The query is prose, not a CVE ID. Filters shrink the pool first; hybrid retrieval ranks what’s left.
I also didn’t want “hybrid is better” to live only in my head. There’s a labeled golden set, MRR and Recall@k, and a live-corpus eval I run when the full embedding stack is up. Before I’d swap embedding models, that harness has to show retrieval didn’t get worse.
Attack text isn’t a search query
Matching an attack is a different question than search. You’re not typing “PAN-OS command injection” — you’re handing over raw telemetry.
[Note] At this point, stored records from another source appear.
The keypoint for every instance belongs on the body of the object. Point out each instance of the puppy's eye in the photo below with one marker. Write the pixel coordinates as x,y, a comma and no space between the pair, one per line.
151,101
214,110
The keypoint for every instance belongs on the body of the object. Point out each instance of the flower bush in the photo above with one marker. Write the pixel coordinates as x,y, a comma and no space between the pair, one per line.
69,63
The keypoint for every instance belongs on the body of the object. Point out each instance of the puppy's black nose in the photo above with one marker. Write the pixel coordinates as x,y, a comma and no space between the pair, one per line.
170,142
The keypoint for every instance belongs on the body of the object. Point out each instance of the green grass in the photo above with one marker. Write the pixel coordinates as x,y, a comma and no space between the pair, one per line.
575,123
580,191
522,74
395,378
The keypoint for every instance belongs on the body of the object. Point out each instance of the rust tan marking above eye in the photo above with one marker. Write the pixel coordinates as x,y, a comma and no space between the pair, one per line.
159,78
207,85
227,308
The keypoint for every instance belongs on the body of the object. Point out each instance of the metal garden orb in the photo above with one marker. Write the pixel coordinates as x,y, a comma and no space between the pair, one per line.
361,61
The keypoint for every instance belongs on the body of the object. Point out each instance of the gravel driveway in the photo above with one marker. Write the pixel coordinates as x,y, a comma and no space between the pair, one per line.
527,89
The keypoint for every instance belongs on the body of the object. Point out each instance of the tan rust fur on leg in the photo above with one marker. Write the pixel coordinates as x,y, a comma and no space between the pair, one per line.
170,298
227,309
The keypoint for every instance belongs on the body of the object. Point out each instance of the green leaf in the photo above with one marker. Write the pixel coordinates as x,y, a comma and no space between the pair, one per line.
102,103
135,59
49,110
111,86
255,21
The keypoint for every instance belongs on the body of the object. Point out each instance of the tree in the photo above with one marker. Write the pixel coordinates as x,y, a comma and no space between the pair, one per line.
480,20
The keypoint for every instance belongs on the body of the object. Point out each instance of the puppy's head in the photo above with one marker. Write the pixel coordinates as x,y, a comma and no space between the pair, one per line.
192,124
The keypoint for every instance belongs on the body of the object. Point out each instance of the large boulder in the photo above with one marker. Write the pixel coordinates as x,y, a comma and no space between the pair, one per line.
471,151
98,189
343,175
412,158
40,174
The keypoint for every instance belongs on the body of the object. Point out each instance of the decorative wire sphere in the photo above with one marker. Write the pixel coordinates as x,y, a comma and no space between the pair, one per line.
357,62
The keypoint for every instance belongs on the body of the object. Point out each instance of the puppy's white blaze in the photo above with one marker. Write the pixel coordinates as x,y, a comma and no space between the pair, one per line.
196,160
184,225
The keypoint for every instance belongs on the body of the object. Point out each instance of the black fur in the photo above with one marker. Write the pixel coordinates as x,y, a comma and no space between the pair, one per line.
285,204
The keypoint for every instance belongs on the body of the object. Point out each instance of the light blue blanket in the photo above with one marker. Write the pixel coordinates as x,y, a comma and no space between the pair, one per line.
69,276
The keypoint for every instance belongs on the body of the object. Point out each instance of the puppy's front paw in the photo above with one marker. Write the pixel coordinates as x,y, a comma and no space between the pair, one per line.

Log lines don’t sit next to CVE descriptions in embedding space.
HyDE is the bridge: rewrite the payload into CVE-style prose, embed that, run the same hybrid retrieval. For the final step the model doesn’t get to invent a CVE ID. It picks from what retrieval returned, or says no match. Wrong ID isn’t a prompt problem; it’s ruled out by the response shape. Analyses get logged with the evidence attached.
That’s the line I care about in security AI: the model can help rank and explain, but it can’t introduce facts that weren’t in the retrieval set.
News that points back at CVEs
Ingestion also pulls security news and links articles to the CVEs they reference, so the product isn’t only a static catalog. The newsroom is sorted by trending or latest; each card is coverage you can trace back to the underlying vulnerability record.
Reporting layered on top of the corpus — useful for “what’s hot right now,” not just “what’s CVE-2024-XXXX.”
One database, sold as a product
I kept vectors and relational data in one Postgres instead of standing up Elasticsearch beside it. I’d rather not pay a permanent sync-and-drift tax unless the workload actually outgrows the database — and I wrote down what “outgrows” would mean so I can’t hand-wave it later.
Customers plug in with text in, ranked CVEs or a grounded verdict out. They keep their own orchestration; I own the corpus, embeddings, and matching.
Where it landed
The site is live at publiccve.com with a few hundred thousand CVEs tracked, hybrid search, attack matching, browse and trending, API keys, and an MCP tool so agents search the same surface humans do. About 240 automated tests cover the critical paths, including the retrieval eval gate. I’ve sold it to companies integrating it into their security stacks. Saved-search alerts are partly built — the core retrieval and matching story is the part I’m proud of.
What it taught me
A handful of things I expect to carry forward: validate at the boundaries and let the database be the hub; decouple ingestion from embedding so feeds never block on a model server; fuse heterogeneous rankers on rank when their scores aren’t comparable; measure retrieval instead of asserting it; and when an LLM is in a high-stakes loop, constrain what it’s allowed to output instead of writing a longer prompt and hoping.
PublicCVE is the project where those lessons stopped being blog-post abstractions and became load-bearing design calls.